Exceto Pepi, Luci, Bom, e Otras Chicas del Montón, já vi absolutamente todos os Almodóvares existentes, o que me faz julgar este o pior de todos. Aliás, pior da filmografia do diretor, leia-se bem, porque mesmo assim está acima da média da grande maioria medíocre vista em forma de película. Após o sucesso internacional em 1988 de Mulheres á Beira de um Ataque de Nervos o diretor virou uma espécie de queridinho de cineastas independentes ao redor do mundo. Imitava-se seu estilo berrante como se apenas isso bastasse para dar algum verniz artístico a produções cinematográficas. Dele seguiu-se Ata-me!, De Salto Alto, e este Kika, respectivamente. Em entrevista na época afirmou que não se importava com imitadores já que eles copiavam apenas o que de mais estridente havia em suas obras, e não o conteúdo elaboradíssimo de seus roteiros. Parece que esta lição foi aprendida em Kika, onde mais forjou o chamado estilo Almodovariano. Vê-se na tela uma profusão de cores, cenários e personagens de psique extremista, em uma trama que não se sustenta por si só. Há um cadáver de importância para a conclusão da trama, mas mal se sabe as motivações do assassino, nem tão pouco quem é realmente a vítima. Este último fato é o principal a deixar desinteressante o que acontece na tela depois de 30 minutos, e sobram muitos outros cansativos minutos. Salvam-se inúmeras sacadas kitsh engraçadíssimas como a empregada lésbica que sonha em ser chefe de presídio feminino, referencias cinematográficas de montão (Hitchcock a principal delas, inclusive na trilha sonora) e atores estupendos dando (literalmente) o melhor de si.

Kika
- Espanha 1993 De Pedro Almodóvar com Verônica Forqué, Peter Coyote, Alex Casanova, Victoria Abril, Rossy de Palma 114’ Comédia


DVD - Antes de ter seu talento reconhecido pelo mercadão (inclusive com dois Oscares) e distribuídos pelas majors norte americanas, os filmes de Almodóvar chegavam até nós, desde lado do Oceano, sabe Deus como.
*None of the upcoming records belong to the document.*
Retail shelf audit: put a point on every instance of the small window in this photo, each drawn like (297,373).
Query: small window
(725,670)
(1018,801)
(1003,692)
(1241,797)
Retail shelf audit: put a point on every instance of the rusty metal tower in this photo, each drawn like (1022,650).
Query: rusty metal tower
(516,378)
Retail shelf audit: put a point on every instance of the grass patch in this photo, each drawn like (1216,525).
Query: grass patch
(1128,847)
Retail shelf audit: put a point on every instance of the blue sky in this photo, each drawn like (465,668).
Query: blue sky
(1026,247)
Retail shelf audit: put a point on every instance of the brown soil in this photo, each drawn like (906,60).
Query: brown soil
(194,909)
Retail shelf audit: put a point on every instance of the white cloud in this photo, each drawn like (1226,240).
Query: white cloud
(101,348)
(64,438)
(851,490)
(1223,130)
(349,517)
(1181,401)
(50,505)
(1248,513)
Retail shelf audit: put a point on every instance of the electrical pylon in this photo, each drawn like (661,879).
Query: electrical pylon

E continuam chegando. Tanto a fase 80’s quanto alguns que se seguiram só podem ser achados no garimpo em bancas de revista, ou no caso deste Kika pela bagatela de R$ 9,90 em grandes hipermercados. Para quem é de outros países tome por base que em dólar seria algo quase como $ 4,95. Com esse preço ridículo você queria o quê? Seco de extras, fora filmografias entre alguns outros textos. Mesmo assim, é melhor que não telo na coleção, né não?